One project that Klug describes as "slightly off the wall" is their work in spatially selecting membrane proteins. Their approach uses microemulsions trapped in lasers to select proteins from a patch of a cell membrane. The emulsion droplet is about a micron in diameter and is brought up to the cell, while trapped in the laser. "If you do that in the right way, with the right emulsion, what happens is the membrane proteins will come off and go into the droplet," Klug says. "We're sure we can do the removal, now we have to try to learn a bit more about whether we are getting protein selectivity or whether we are taking all the proteins in that patch and make sure we can read out and identify what we have harvested."

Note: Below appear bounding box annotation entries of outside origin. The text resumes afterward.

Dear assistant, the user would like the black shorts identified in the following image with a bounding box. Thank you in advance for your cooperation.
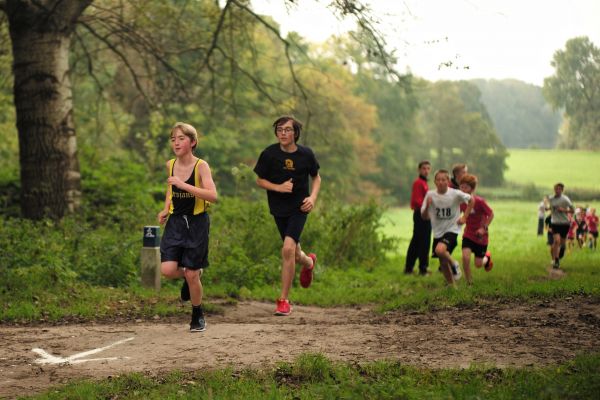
[274,213,308,243]
[462,236,487,258]
[160,212,210,270]
[431,232,458,258]
[550,224,569,239]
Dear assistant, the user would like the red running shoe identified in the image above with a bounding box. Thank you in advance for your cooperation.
[485,251,494,272]
[275,299,292,316]
[300,253,317,288]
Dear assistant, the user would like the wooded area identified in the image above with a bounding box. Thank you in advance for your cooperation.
[0,0,597,219]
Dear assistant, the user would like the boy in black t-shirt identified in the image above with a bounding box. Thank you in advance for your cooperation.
[254,116,321,315]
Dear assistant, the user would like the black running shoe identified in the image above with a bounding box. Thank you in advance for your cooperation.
[190,317,206,332]
[179,278,190,301]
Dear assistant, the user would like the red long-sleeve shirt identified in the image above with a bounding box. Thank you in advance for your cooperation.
[410,176,429,210]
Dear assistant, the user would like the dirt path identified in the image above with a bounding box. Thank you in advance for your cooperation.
[0,297,600,397]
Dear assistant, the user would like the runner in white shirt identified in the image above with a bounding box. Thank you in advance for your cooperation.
[421,169,475,285]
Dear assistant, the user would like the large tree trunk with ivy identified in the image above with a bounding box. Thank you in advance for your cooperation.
[3,0,92,219]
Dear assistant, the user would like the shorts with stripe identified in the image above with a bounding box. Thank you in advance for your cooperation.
[160,212,210,270]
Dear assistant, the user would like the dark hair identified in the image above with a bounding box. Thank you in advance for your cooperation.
[419,160,431,169]
[273,115,302,142]
[433,169,450,179]
[452,164,467,177]
[460,174,477,190]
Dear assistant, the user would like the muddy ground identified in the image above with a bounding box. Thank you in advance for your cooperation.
[0,296,600,398]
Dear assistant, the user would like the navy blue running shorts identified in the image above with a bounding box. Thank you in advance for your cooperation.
[160,212,210,270]
[550,224,569,239]
[431,232,458,258]
[274,213,308,243]
[462,236,487,258]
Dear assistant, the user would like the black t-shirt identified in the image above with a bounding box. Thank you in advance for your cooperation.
[254,143,319,217]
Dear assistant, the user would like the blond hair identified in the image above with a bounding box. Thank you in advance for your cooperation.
[170,122,198,150]
[460,174,477,190]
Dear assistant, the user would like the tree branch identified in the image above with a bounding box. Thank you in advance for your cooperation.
[80,22,154,105]
[231,0,311,125]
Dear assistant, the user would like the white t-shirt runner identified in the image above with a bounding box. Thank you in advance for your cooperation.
[421,188,471,239]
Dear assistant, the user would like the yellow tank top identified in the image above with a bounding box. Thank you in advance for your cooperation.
[169,158,210,215]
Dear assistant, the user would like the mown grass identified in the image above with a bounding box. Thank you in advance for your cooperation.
[0,201,600,323]
[23,354,600,400]
[250,201,600,310]
[504,149,600,192]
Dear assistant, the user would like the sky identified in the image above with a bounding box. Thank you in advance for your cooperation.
[252,0,600,86]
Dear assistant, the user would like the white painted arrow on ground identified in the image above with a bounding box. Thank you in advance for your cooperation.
[31,337,135,364]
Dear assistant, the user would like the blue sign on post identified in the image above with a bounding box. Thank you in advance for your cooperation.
[144,226,160,247]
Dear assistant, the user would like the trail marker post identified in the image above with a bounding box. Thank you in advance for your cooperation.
[141,226,160,291]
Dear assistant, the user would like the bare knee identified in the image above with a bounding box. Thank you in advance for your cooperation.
[281,242,297,260]
[184,268,202,282]
[160,262,178,278]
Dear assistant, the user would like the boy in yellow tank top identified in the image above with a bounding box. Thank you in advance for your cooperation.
[158,122,217,332]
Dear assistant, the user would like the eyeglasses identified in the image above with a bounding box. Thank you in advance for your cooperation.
[275,126,294,133]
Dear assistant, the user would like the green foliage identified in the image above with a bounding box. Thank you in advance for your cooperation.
[22,353,600,400]
[206,198,393,293]
[544,36,600,150]
[420,81,507,186]
[472,79,562,149]
[302,202,394,271]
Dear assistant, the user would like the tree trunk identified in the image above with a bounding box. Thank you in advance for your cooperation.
[6,0,91,219]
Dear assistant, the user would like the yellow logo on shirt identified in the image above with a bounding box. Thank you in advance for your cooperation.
[283,158,296,171]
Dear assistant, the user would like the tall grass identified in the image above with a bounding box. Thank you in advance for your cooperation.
[23,354,600,400]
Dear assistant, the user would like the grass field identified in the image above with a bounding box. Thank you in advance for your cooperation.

So far, the Single Cell Analysis Project is only in the technology development stage, but Klug is hopeful that the first biological data will be coming out within the year. "Once that data starts coming, it should come out in a pretty steady trickle," he says.
The future
Single cell analysis is just kicking off. As the tools and technologies to obtain that level of resolution are refined, even more questions may be asked about cell variation. One such question, the University of Liverpool's White says, deals with stem cells and discovering why some cells can be induced to become pluripotent stem cells while others can't. "That opens a really interesting question to these sorts of studies to understand what happens in those sorts of cells, what are the probability steps that occur," he says.
Single cell analysis could also shed light on human development, adds UCSD's Zhang. "Every human being came from a single fertilized egg and that single fertilized egg divided into two and those two are very different and they divided into four — and those are slightly different — and then one of the fundamental questions is where does this asymmetry come from?" he asks. "I think that [in] single cell analysis, transcriptional and genomics analysis will play a very important role in helping us to understand the development of very complex structures in higher organisms."
Imperial College London's Klug adds that he hopes that new technology developments will allow them to study currently hidden phenomena. "We hope that when we can make the technology work reliably, we can uncover biology that's previously been simply unobserved," he says. "It may turn out that cell-to-cell variation is very boring, there's nothing going on at all, but obviously we believe otherwise."